Bu denli büyük can kaybının ve yıkımın olduğu, yol ve köprülerin hasar gördüğü ve ulaşımın zorlaştığı bir ortamda, TSK’nin ve imkanlarının anında seferber edilmemiş olmasının açık bir görev ihmali olduğunu söyleyen Kaboğlu, saatlerle yarışılan böyle bir dönemde ilk 24 saatin verimli şekilde kullanılmamasının soğuk kış gününde binlerce insanı enkaz altında, milyonları ise onların yanı başında çaresiz bıraktığını belirtti.
OHAL GEREKSİZ VE ÖLÇÜSÜZ
Acil ve etkili müdahaleler için ortak aklın işletilmesi yerine, siyasi saikler sonucu tehdite varan partizan tutumla, merkez-yerel eşgüdümünü engelleyici ve ulusal dayanışmaya kapalı bir süreç yönetimini eleştiren Kaboğlu, OHAL’in 3 ay olarak belirlenmesini de şöyle değerlendirdi.
“7269 sayılı Kanun’un sunduğu olanaklar nedeniyle OHAL ilanının gereksiz olmasının yanında, üç aylık süre de ölçüsüz şekilde uzundur. Velev ki OHAL ilanının bu açıdan (ne olduğu meçhul) başka zaruri imkanlar sağladığı varsayılsın; bu durumda dahi, OHAL süresinin (örneğin) niçin bir ay değil de üç ay olduğu anlaşılamamaktadır. Kaldı ki, 7269 sayılı Kanun'da, vali ve kaymakama tanınan olağanüstü yetkiler için olağan olarak 15 günlük bir süre belirlenmişken on ilde meydana gelen depremler sonrası ilan edilen OHAL için öngörülen üç aylık aşırı uzunluktaki sürenin hiçbir açıklaması yoktur.”

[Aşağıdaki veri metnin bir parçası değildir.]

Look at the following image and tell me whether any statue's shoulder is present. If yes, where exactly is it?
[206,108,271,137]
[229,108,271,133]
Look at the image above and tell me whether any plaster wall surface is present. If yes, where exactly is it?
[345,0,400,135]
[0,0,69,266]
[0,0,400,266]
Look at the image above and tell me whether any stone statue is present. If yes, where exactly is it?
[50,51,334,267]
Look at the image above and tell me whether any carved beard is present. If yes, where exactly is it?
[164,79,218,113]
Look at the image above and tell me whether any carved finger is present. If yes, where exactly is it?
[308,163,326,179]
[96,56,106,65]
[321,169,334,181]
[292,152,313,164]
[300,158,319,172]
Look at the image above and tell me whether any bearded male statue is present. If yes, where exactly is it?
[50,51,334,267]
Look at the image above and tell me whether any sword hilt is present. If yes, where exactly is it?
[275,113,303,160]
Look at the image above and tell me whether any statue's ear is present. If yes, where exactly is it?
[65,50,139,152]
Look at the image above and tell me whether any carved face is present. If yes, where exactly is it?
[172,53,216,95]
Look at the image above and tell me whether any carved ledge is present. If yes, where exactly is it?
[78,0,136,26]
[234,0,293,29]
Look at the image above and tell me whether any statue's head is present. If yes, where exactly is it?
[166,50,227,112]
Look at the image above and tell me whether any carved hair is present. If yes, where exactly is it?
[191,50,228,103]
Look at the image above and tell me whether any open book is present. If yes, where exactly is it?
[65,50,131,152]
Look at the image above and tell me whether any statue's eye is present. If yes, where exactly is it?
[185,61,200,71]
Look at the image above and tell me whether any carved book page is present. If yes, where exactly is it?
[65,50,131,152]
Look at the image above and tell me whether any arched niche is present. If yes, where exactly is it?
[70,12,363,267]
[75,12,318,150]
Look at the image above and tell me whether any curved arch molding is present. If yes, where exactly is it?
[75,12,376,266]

CHP Anayasa Komisyonu sözcüsü Prof. Dr. İbrahim Kaboğlu son olarak, Cumhurbaşkanı Kararnamesi aracılığıyla temel haklar, kişi hakları ve ödevleriyle siyasi haklar ve ödevlerin askıya alınabileceğine dikkat çekerek, 7269 sayılı Kanun ile 2935 sayılı OHAL Kanunu var iken depremleri bahane ederek Cumhurbaşkanlığı kararnamelerinin çıkarılmaması gerektiğini vurguladı. (HABER MERKEZİ)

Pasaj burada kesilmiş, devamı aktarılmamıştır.